The results of the Africa Newborn Network of trials will inform integrated newborn care in these countries and across the continent.

Collective value of Africa Newborn Network

  • Comparable results – common definitions and tools mortality, cause of death, coverage, community health worker timing and retention indicators as well as cost using the Cost of Integrated Newborn Care Tool.
  • Country-to-country sharing – a series of workshops and site visits have provided opportunities for investigators to share experiences, tools, findings and methodological challenges with each other as well as to interact with other newborn health experts and the technical and administrative team from Save the Children.
  • Capacity building for research – the African Newborn Network is largely comprised of health and research professionals from the settings in which the research is taking place. Many network members are in the process or have finished post-graduate education linked to the research.

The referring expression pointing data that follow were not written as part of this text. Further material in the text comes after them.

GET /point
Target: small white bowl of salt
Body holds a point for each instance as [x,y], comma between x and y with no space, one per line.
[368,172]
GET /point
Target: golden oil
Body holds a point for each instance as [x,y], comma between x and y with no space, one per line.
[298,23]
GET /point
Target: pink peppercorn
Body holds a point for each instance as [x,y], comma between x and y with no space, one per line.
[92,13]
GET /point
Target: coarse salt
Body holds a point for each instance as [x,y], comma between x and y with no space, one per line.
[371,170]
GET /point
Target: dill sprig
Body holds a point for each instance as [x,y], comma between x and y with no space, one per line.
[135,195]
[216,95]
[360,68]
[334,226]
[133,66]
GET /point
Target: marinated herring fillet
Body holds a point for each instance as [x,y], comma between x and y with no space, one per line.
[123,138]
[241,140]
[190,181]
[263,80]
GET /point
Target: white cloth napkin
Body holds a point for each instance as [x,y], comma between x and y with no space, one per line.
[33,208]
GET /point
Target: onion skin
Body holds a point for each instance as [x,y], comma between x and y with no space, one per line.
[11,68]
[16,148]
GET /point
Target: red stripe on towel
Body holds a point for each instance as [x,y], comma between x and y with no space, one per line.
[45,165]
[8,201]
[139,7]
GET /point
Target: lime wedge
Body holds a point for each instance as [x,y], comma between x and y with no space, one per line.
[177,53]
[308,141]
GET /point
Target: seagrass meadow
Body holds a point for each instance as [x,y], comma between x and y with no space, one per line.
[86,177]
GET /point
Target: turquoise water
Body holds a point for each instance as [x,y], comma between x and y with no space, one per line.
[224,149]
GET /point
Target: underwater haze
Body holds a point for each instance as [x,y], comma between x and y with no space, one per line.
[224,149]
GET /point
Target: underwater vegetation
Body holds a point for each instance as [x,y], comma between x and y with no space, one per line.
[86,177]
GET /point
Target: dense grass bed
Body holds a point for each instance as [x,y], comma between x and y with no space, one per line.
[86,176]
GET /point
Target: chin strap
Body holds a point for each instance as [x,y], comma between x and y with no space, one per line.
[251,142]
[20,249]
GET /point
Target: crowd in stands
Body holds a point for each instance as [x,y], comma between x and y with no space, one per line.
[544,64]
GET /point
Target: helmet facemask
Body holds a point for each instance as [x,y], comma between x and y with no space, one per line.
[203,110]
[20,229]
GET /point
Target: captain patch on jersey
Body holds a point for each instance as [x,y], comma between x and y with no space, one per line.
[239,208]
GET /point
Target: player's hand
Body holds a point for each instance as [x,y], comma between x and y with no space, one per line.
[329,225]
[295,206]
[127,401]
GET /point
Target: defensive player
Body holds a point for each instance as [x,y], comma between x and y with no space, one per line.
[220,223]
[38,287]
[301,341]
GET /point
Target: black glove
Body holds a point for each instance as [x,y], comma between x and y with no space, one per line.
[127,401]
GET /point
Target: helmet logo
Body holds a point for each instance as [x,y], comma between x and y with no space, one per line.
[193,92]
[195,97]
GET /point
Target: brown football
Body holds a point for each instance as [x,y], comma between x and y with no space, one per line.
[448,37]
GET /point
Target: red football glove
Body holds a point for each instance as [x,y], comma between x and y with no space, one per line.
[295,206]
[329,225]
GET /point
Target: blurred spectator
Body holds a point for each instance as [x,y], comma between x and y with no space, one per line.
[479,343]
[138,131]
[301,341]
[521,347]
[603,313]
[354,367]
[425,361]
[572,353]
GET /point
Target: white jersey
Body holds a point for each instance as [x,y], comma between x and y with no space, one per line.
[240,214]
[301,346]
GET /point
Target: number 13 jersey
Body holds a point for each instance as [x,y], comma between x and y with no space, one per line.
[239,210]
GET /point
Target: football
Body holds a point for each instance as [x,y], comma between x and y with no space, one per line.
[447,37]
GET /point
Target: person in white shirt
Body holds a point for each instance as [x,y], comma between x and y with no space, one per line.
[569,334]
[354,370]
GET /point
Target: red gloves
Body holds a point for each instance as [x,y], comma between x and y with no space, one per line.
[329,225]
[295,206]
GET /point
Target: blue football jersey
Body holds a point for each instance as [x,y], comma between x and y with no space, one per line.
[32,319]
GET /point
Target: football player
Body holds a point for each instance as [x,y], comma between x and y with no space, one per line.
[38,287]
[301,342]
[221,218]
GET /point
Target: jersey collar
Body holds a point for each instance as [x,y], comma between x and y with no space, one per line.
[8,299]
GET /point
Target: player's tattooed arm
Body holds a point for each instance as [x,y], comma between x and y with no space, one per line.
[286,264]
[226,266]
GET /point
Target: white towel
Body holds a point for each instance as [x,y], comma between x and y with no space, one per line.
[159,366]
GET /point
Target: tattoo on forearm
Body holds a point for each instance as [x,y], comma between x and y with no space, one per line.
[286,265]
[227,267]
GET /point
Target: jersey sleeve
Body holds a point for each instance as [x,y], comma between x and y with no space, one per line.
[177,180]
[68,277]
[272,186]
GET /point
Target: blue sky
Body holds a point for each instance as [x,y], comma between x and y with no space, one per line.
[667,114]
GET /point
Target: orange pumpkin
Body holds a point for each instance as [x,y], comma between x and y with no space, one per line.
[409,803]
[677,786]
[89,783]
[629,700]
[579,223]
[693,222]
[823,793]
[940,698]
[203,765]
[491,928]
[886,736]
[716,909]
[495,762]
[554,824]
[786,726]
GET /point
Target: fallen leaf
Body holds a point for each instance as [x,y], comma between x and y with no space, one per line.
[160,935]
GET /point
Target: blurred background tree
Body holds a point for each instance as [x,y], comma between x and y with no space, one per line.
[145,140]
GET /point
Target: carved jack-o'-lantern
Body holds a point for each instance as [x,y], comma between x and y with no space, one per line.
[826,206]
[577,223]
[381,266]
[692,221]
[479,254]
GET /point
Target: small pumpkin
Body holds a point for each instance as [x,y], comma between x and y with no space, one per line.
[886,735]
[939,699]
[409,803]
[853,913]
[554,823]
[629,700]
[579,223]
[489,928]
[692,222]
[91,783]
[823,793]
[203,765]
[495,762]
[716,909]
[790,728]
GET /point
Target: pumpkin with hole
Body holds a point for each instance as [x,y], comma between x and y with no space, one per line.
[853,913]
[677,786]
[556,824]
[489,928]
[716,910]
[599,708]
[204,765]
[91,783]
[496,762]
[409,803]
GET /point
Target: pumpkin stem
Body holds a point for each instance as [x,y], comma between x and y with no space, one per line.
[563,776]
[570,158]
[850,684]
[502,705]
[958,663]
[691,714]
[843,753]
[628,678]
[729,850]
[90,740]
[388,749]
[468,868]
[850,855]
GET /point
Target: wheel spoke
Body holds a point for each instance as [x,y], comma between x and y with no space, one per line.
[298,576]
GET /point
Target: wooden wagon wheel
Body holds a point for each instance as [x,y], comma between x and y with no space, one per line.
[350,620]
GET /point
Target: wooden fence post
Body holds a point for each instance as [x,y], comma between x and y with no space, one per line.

1. Lawn JE, Cousens S, Zupan J. 4 million neonatal deaths: when? Where? Why? Lancet 2005;365:891-900.
2. Lawn JE, Kerber K, Enweronu-Laryea C, Massee Bateman O. Newborn survival in low resource settings–are we delivering? BJOG 2009;116 Suppl 1:49-59.
3. Bang AT, Reddy HM, Deshmukh MD, Baitule SB, Bang RA. Neonatal and infant mortality in the ten years (1993 to 2003) of the Gadchiroli field trial: effect of home-based neonatal care. JPerinatol 2005;25 Suppl 1:S92-107.
4. Baqui AH, Arifeen SE, Williams EK, et al. Effectiveness of home-based management of newborn infections by community health workers in rural Bangladesh. Pediatr Infect Dis J 2009;28:304-10.
5. Bhutta ZA, Memon ZA, Soofi S, Salat MS, Cousens S, Martines J. Implementing community-based perinatal care: results from a pilot study in rural Pakistan. Bull World Health Organ 2008;86:452-9.
6. Manandhar DS, Osrin D, Shrestha BP, et al. Effect of a participatory intervention with women’s groups on birth outcomes in Nepal: cluster-randomised controlled trial. Lancet 2004;364:970-9.
7. Kumar V, Mohanty S, Kumar A, et al. Effect of community-based behaviour change management on neonatal mortality in Shivgarh, Uttar Pradesh, India: a cluster-randomised controlled trial. Lancet 2008;372:1151-62.
8. Nair N, Tripathy P, Prost A, Costello A, Osrin D. Improving newborn survival in low-income countries: community-based approaches and lessons from South Asia. PLoS Med;7:e1000246.